The whole process seemed to happen so quickly. The fall semester of my freshman year, one of my teammates asked if I would go get my cheek swabbed by the Be the Match Foundation while they were at our school. I figured, “Why not? It couldn’t hurt just to swab my cheek.”
On Dec. 2, 2014, I joined the Be the Match Registry. I was contacted later that April to get some medical history because there was a patient that I could possibly match with. Sadly, a few weeks later I received an email that I was no longer needed in this process.
Fast forward to Thanksgiving break that same year– I got a phone call from Be the Match saying that there was a strong possibility that I could be the match for a patient based on my cheek swab. The next step was to set up an appointment to get blood work done to see exactly how well I matched.
About a month later, I got a phone call letting me know that I was a perfect match for this stranger; this 50-year-old man had leukemia, and I could choose to help by donating bone marrow or stem cells. Most people would have taken time on this decision; it was the middle of the semester, and it wouldn’t be easy. I chose to help because I could.
For as long as I can remember, my [grandma] has told me to “offer it up” to God any time I was hurting. I was told there would be pain and side effects along with the procedure, but I was ready to offer it up.
I took three trips to Houston. First, I had more blood work done. On the second trip, I was given a set of shots to be administered with my friends’ help over the next week to boost my white blood cell count.
The shots caused me to have extreme migraines that ended up sending me to the ER; I had a CT scan to ensure I was not having a brain bleed. Everything checked out, and I was sent home with medicine to manage the pain.

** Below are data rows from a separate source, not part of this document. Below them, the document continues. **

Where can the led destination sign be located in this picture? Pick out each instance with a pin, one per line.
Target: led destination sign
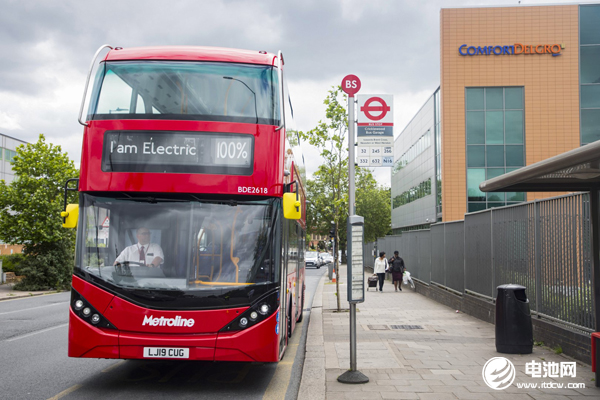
(515, 49)
(178, 152)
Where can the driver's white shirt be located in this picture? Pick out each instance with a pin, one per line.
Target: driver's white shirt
(132, 253)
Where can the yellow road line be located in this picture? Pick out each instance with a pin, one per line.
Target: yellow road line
(281, 378)
(65, 392)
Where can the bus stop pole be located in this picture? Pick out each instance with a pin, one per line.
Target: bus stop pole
(352, 375)
(351, 211)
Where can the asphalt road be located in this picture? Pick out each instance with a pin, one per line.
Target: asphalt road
(34, 362)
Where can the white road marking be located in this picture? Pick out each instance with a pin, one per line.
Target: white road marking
(65, 392)
(36, 332)
(34, 308)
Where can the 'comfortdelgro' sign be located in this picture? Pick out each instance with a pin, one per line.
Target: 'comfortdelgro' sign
(514, 49)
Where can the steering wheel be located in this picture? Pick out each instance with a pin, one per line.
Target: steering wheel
(131, 263)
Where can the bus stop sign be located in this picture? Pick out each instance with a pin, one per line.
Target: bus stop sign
(351, 85)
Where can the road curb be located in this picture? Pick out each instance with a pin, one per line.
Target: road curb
(22, 296)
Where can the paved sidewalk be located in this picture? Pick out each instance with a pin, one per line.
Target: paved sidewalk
(7, 292)
(443, 360)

The final trip to Houston was the donation. I was hooked up to a machine. The exit line, placed in my left arm, transported my blood into the machine. My blood then circulated through the machine, harvesting my stem cells and sending the rest back in through an entry line in my right wrist.
I have never felt so devoted to something while at the same time [experiencing] such terrible physical pain. Cancer has taken family members away from me before. I know the hurt and struggle it causes for those who fight. I was given the ability to help someone fight, and I could not turn it down.
Many of the Be the Match staff told me how it was unreal how perfectly I matched with this perfect stranger. Yes, in reality he was a stranger, but in my heart, I felt as if I knew him. I couldn’t help but realize that this man was similar in age to my Pop and my Pappy. There was a strong possibility that he was someone’s Pop, or someone’s Pappy. I know I couldn’t imagine life without either one of them. The fact that I could help prolong this man’s life and possibly end his fight with cancer made my decision really easy.
I still get updates on my patient periodically. He is doing well, and that makes my heart happy.